Developed as a solution to monitor systems and software for faults and errors.

Runs as a 3-tiered system, with the 3 components being:

  • aid-agent.py - the agent running on every host that needs checking. Comes with a number of plugins out of the box to check system services and logs on both Linux and Windows. Checks are defined in a config file. Runs as a python webserver on port 8666, and will execute the checks when a GET request to the correct URI is performed by a controller. It will then return the results of the checks in JSON.
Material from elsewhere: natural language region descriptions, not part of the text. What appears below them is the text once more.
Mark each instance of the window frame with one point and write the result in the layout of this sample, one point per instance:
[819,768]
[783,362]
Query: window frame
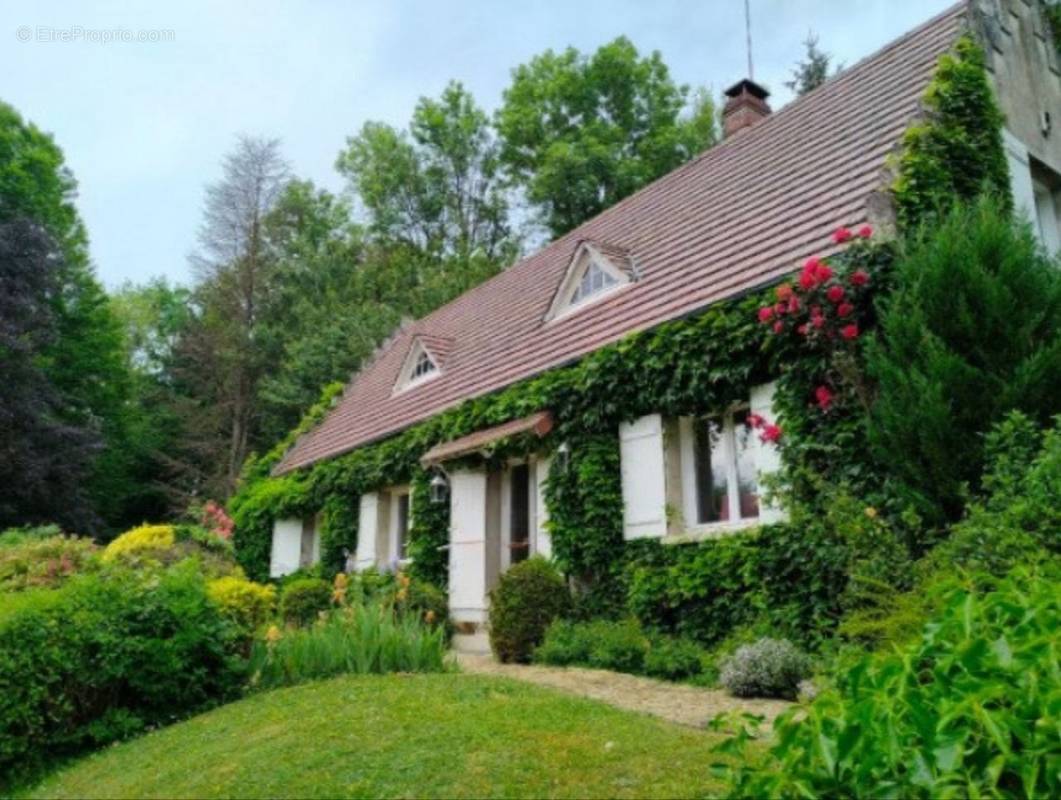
[689,490]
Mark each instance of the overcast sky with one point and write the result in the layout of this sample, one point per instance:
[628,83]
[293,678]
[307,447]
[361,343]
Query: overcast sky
[144,124]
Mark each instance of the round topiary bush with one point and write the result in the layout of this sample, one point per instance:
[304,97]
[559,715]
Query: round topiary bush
[527,598]
[302,601]
[770,667]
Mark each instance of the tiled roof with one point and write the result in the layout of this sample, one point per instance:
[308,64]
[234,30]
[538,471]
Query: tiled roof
[744,213]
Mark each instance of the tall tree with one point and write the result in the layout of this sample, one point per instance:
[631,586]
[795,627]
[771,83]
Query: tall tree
[45,462]
[813,69]
[580,133]
[235,270]
[85,360]
[436,187]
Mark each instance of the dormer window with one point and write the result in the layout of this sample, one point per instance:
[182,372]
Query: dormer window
[595,271]
[421,365]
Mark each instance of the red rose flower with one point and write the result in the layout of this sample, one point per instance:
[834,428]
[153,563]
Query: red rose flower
[824,397]
[770,434]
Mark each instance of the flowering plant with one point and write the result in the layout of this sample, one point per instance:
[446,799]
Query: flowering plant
[825,309]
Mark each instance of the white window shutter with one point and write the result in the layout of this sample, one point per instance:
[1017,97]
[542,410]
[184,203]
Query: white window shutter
[644,487]
[1020,176]
[287,548]
[368,525]
[767,457]
[544,543]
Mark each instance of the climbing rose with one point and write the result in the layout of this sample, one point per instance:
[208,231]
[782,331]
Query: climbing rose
[824,397]
[770,433]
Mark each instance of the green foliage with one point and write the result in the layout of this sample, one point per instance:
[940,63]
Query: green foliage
[972,331]
[361,639]
[33,562]
[305,600]
[768,667]
[580,133]
[957,152]
[699,591]
[620,645]
[973,703]
[105,656]
[247,604]
[527,597]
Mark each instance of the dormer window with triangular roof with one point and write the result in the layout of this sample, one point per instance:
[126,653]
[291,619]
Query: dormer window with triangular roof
[595,271]
[420,366]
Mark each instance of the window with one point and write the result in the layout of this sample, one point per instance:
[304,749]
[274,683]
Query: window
[519,522]
[594,281]
[726,486]
[423,366]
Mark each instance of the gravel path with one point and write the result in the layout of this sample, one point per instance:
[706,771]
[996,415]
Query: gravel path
[677,702]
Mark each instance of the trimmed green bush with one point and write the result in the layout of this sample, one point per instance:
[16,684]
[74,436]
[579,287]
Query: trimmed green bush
[968,710]
[362,638]
[302,601]
[525,601]
[769,667]
[107,655]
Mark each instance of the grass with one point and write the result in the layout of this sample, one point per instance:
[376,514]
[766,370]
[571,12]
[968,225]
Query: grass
[402,735]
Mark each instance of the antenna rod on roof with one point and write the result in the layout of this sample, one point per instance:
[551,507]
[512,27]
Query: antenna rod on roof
[747,29]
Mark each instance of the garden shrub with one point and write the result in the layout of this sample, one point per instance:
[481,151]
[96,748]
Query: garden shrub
[364,637]
[967,710]
[33,562]
[769,667]
[972,331]
[302,601]
[105,656]
[527,597]
[247,604]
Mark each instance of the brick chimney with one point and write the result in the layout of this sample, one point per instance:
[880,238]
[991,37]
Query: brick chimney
[745,106]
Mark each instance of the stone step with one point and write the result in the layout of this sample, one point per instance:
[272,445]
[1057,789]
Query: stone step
[473,643]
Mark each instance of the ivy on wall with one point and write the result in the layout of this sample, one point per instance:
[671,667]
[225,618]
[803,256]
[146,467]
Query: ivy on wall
[689,366]
[956,153]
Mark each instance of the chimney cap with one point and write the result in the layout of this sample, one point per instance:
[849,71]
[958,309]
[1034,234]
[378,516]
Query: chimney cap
[749,86]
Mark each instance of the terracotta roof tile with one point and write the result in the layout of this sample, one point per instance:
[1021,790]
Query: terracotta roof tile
[744,213]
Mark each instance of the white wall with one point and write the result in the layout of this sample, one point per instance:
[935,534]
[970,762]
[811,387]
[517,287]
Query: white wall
[287,548]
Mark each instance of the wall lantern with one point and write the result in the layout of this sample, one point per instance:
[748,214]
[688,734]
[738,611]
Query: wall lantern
[563,455]
[439,488]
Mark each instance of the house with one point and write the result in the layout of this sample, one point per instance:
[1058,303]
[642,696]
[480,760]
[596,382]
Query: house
[734,220]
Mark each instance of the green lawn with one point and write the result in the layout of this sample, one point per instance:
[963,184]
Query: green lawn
[428,735]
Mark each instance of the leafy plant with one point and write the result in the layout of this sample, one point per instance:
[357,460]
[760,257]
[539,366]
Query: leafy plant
[302,601]
[361,638]
[770,667]
[969,710]
[527,597]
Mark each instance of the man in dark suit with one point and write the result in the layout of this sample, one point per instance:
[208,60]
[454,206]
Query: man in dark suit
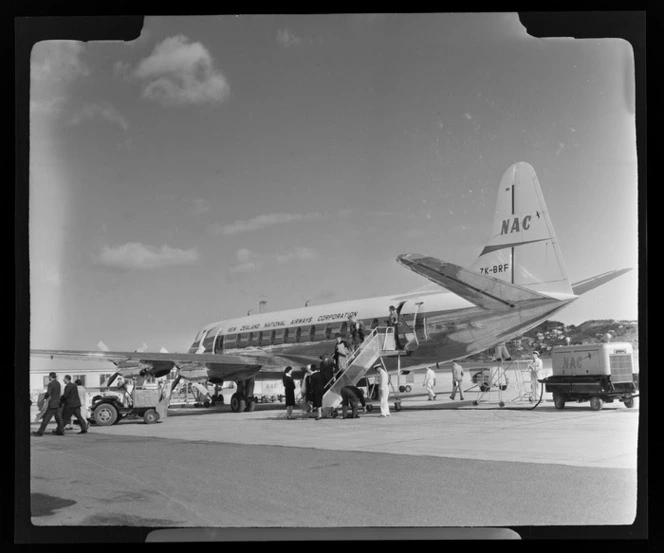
[326,368]
[53,397]
[71,402]
[354,396]
[317,381]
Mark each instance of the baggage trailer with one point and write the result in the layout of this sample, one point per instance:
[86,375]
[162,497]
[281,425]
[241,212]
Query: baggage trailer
[597,373]
[109,408]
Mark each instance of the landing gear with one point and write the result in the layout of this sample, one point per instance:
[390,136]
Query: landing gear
[558,401]
[596,403]
[243,399]
[236,403]
[150,416]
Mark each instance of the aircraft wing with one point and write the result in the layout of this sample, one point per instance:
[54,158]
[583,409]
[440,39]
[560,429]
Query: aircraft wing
[588,284]
[484,291]
[191,365]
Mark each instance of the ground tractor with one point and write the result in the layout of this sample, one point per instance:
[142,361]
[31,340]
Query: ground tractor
[597,373]
[110,407]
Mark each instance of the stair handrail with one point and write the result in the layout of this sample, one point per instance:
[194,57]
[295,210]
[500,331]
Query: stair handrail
[349,361]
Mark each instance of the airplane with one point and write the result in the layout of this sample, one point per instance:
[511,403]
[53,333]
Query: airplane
[518,281]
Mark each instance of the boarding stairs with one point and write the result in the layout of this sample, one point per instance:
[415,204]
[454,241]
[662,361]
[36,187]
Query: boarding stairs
[379,343]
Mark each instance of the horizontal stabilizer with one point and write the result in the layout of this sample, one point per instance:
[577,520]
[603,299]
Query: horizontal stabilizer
[484,291]
[588,284]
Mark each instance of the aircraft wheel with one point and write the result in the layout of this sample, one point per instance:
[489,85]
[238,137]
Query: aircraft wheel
[596,403]
[150,416]
[105,414]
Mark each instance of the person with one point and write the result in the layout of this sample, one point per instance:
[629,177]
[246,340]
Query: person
[71,403]
[457,378]
[354,396]
[142,377]
[430,382]
[53,391]
[393,321]
[340,354]
[289,390]
[318,385]
[535,367]
[356,332]
[327,368]
[383,390]
[306,390]
[42,404]
[82,396]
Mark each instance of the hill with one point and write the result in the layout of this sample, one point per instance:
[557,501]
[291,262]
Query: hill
[554,333]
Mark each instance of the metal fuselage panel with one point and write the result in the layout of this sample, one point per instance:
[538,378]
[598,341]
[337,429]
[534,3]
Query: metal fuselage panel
[446,326]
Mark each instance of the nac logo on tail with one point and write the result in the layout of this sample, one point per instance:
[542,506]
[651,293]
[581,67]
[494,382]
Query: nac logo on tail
[514,224]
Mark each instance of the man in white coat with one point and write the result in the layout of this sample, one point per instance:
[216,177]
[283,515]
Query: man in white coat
[430,382]
[383,390]
[457,379]
[535,367]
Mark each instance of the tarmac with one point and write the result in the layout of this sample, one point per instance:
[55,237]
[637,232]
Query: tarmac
[430,465]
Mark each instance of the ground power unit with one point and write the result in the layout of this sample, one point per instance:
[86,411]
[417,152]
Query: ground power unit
[597,373]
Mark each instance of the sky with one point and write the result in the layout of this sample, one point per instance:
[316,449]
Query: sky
[218,161]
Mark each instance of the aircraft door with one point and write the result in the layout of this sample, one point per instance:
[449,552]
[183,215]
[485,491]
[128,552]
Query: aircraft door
[414,321]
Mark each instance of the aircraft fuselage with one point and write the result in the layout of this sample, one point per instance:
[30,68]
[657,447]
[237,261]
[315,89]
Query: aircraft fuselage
[445,326]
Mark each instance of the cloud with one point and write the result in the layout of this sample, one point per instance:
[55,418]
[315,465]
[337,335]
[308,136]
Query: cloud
[200,206]
[298,254]
[250,261]
[261,222]
[52,106]
[47,274]
[287,39]
[135,256]
[103,111]
[181,72]
[61,61]
[122,70]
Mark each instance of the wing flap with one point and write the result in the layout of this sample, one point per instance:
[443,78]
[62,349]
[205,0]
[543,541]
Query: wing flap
[484,291]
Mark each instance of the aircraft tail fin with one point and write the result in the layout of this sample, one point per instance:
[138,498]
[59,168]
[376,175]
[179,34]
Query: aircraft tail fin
[523,249]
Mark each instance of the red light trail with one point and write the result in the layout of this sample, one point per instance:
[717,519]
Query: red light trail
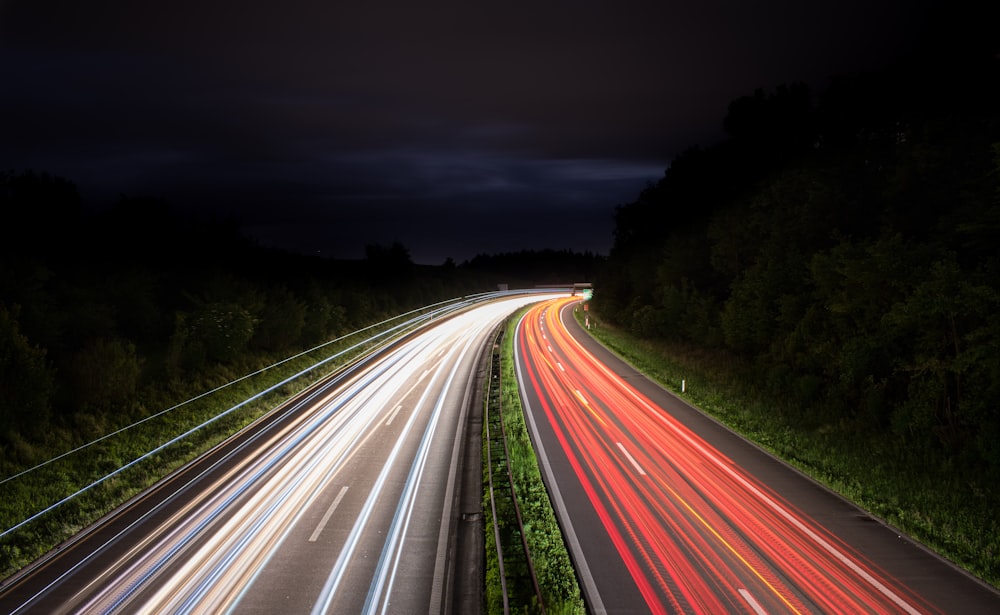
[696,532]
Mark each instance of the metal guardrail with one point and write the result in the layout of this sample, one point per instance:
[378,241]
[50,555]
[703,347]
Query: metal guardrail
[498,438]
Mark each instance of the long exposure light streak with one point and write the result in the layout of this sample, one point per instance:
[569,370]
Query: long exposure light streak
[694,531]
[349,493]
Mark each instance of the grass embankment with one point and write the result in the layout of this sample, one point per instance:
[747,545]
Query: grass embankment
[57,474]
[931,499]
[550,558]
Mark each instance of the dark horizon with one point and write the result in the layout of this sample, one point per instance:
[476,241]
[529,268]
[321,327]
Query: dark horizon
[458,132]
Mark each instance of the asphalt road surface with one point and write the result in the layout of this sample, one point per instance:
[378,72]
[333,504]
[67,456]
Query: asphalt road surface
[667,511]
[349,500]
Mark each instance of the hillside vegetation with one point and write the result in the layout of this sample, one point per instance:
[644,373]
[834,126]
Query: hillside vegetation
[835,261]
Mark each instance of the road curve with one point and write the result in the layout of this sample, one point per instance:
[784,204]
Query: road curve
[667,511]
[343,502]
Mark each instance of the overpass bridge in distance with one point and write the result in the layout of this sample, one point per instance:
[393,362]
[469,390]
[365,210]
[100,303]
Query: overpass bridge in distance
[574,288]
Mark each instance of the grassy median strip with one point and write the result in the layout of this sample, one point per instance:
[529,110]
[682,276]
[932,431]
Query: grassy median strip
[910,494]
[553,567]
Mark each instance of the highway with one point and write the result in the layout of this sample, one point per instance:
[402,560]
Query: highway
[349,500]
[667,511]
  • aid-controller.py - intended to manage 'zones' in an environment, i.e. is not firewall or proxy aware (this is the masters job). Has a config file that defines all host in a zone that have an agent, and will make requests to the agent for the status of various checks at a default or defined frequency. Multi-threaded, spawning 1 thread per host in the environment. Results of the checks will be stored in a number of status files on disk. The controller is also a python web server, running on port 8866, that can receive requests from a specific URI from the master, then return the bundled results of all hosts in a zone.

  • aid-master.py - collects results from all controllers. Can be configured with proxy awareness and can retrieve results from hostnames or IP addresses. Parses the JSON results from each controller and updates the DB, in which there is a Hosts table and a Services table, each with an indication of status (UP / DOWN). All communication between the master and the controller is compressed, then encrypted.